We save the function in a python file (named quantize.py) and execute it with:

(quant-venv)$ python quantize.py

There are a few things to note in that quantize_model function:

Datasets

The dataset used for quantization is VMware/open-instruct, and we limit the amount of samples (after shuffling them) to 4096. The rationale is that after 2048 samples there isn’t much gain on adding more samples while the computations are expensive.

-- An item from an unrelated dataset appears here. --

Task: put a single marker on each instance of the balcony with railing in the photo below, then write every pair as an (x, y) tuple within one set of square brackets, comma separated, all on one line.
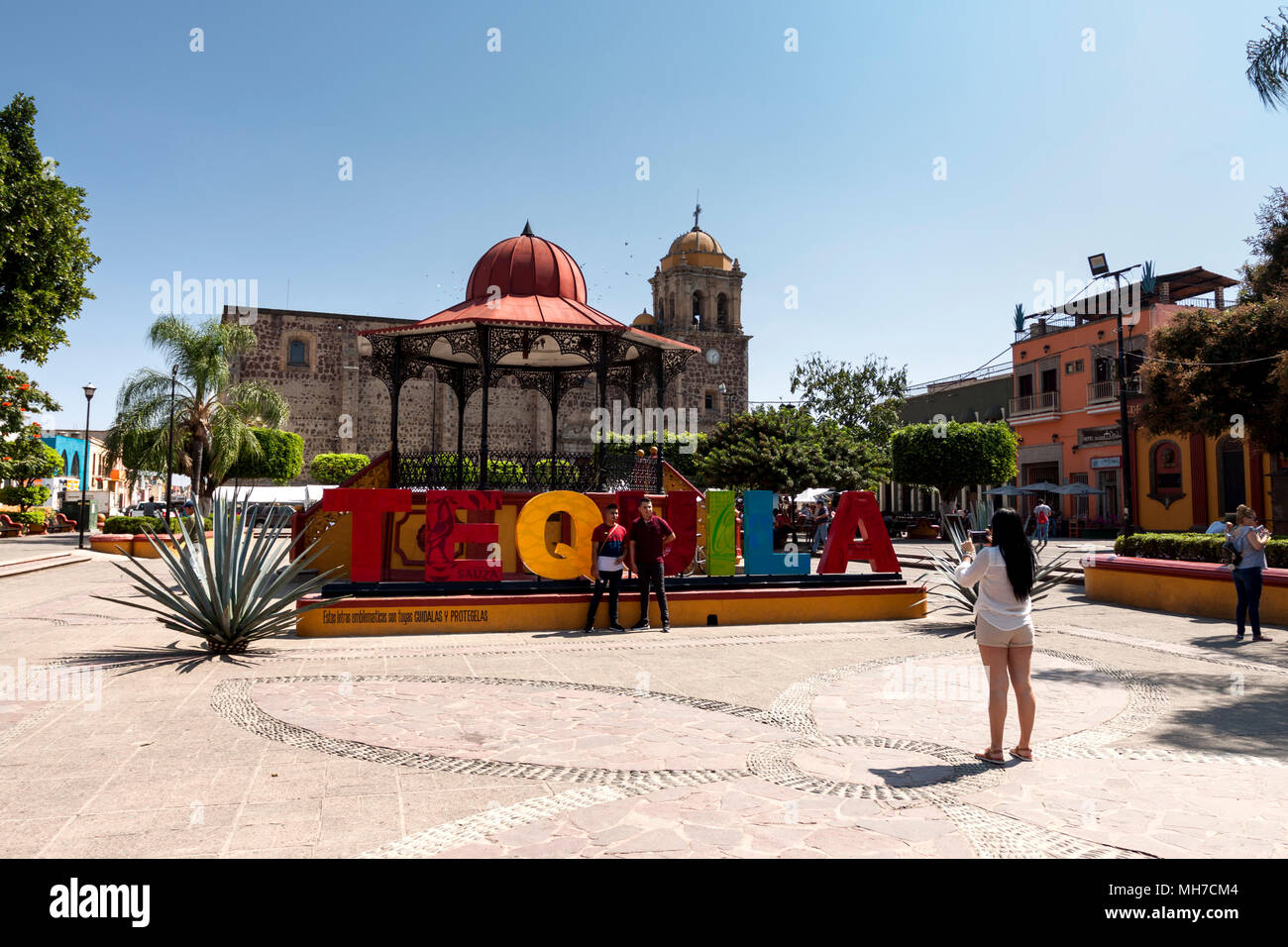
[(1046, 402), (1099, 392)]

Also depending on the dataset model you may need to adapt the preprocess function so that it creates an appropiate chat list to be parsed by the apply_chat_template function.

GPU usage

Instead of using device_map="auto", you can specify a given GPU with device_map="cuda:3", and make it visible with: export CUDA_VISIBLE_DEVICES=3 before executing the function.

Also, you can load the model across several GPUs using max_memory={i:"75GB" for i in range(8)} (instead of the device_map), however the quantization process will only use one GPU, therefore there is little gain of doing this, plus it will use VRAM that could be needed for the quantization process.

Saving memory

Besides using device_map="auto" to have the model loaded on system memory (instead of VRAM), we can also save some extra VRAM by ensuring the dataset samples are not cached on the GPU itself by using cache_examples_on_gpu=False when calling the quantize function.

Upload the model

Once we have the Marlin Quantized version (took me around 2 hours to run the complete process on a A100 NVIDIA GPU), we can proceed to upload it to huggingface (or an S3 bucket or similar):

(quant-venv)$ huggingface-cli login
     [ENTER TOKEN]
(quant-venv)$ huggingface-cli upload --repo-type model luis5tb/prometheus-eval-8x7b-gptq-marlin-vmwareds-4096 prometheus-eval-vmware-gptq

Conclusions

There are several benefits of quantizing a model (specially big ones) at the expense of a possible impact on its accuracy:

  • Small model size: 4-bit quantization means 75% reduction compared to base FP32 models.
  • Faster inference: lower precision computations means faster and more efficient inference. The reduced memory footprint also descreses memory access costs.
  • Power efficiency: due to the above points, the inference also requires less power consumption.
  • Enabling cheaper hardware: the small size and the faster inference also enable more hardware to run the models. As an example the model used in this blogpost would require 4 A100 to run the base model, while the quantize model would only need 1 GPU.

This blog post just demonstrated one way of quantizing a model. There are many others, with different formats. Even this method has different configuration options that would lead to different outcomes.